I timed two Pandas queries with the hope of achieving much higher speeds with a index. However, the opposite happened. Can someone explain why that is? or whether something I am doing is wrong? My understanding was, a Pandas index works as a hash table and look ups would happen in constant time. As far as row filtering is concerned, I believe it is a sequential filtering where each time a filter is applied, all the rows in the data frame is scanned.

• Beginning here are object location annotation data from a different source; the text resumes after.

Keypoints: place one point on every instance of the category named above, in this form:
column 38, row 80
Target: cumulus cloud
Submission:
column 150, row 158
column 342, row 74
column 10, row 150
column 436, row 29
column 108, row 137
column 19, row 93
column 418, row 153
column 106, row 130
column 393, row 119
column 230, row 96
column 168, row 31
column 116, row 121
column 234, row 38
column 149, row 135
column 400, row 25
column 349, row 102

The data set has about 8 million rows and 7 columns. I am trying to filter by a combination of string values in a column in which the data is not unique.
In [1]: import pandas as pd
In [2]: df = pd.read_csv("/path/to/file", header=None, sep='\t', usecols=[0,1,2,3,5,6,7], names=['A', 'B', 'C', 'D', 'E', 'F', 'G'])
In [3]: %timeit -n10 df[df['B'].isin(['S1', 'S2'])]
10 loops, best of 3: 145 ms per loop
In [4]: df.dtypes
Out[4]:
A object
B object
C int64
D int64
E float64
F float64
G object
dtype: object
In [5]: df.shape
Out[5]: (8468828, 7)
After indexing:
In [4]: df2 = pd.read_csv("/path/to/file", header=None, sep='\t', usecols=[0,1,2,3,5,6,7], names=['A', 'B', 'C', 'D', 'E', 'F', 'G'])
In [5]: df2.set_index('B', inplace=True)
In [6]: %timeit -n10 df2.loc[['S1', 'S2']]
10 loops, best of 3: 302 ms per loop